O impacto mais expressivo, no entanto, ocorreu sobre o faturamento. A receita das exportações somou US$ 4,43 bilhões, valor 24,98% inferior aos US$ 5,90 bilhões registrados no primeiro semestre do ano passado. O resultado reflete, principalmente, a forte desvalorização do açúcar no mercado internacional.
Exportações de açúcar caem em junho
Somente em junho, o Brasil exportou 3,13 milhões de toneladas de açúcares e melaços, volume 7,16% menor que o registrado no mesmo mês de 2025, quando os embarques alcançaram 3,37 milhões de toneladas.
A receita obtida com as vendas externas caiu de US$ 1,44 bilhão para US$ 1,09 bilhão, representando retração de 24,26% na comparação anual.

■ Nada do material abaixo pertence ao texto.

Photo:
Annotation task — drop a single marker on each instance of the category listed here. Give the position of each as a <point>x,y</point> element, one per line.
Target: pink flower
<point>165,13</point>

Preço médio do açúcar despenca no mercado externo
O principal fator responsável pela redução do faturamento foi a queda no preço médio das exportações.
Em junho, a cotação média do açúcar exportado pelo Brasil ficou em US$ 349,59 por tonelada, uma redução de 18,42% frente aos US$ 428,54 por tonelada registrados em junho de 2025.
No acumulado do primeiro semestre, o preço médio também apresentou forte retração, passando de US$ 458,79 para US$ 360,01 por tonelada, o que evidencia a pressão exercida pelas cotações internacionais sobre a rentabilidade das exportações brasileiras.
Mercado acompanha oferta global e comportamento dos preços
Apesar de o Brasil manter a liderança mundial nas exportações de açúcar, o desempenho em 2026 demonstra um cenário mais desafiador para o setor. A combinação entre menor volume embarcado e preços internacionais mais baixos reduziu significativamente a receita cambial do segmento.
Os números divulgados pela Secex consideram 21 dias úteis em junho de 2026, ante 20 dias úteis em junho de 2025, e reforçam a influência do mercado global sobre o desempenho das exportações brasileiras de açúcar ao longo do ano.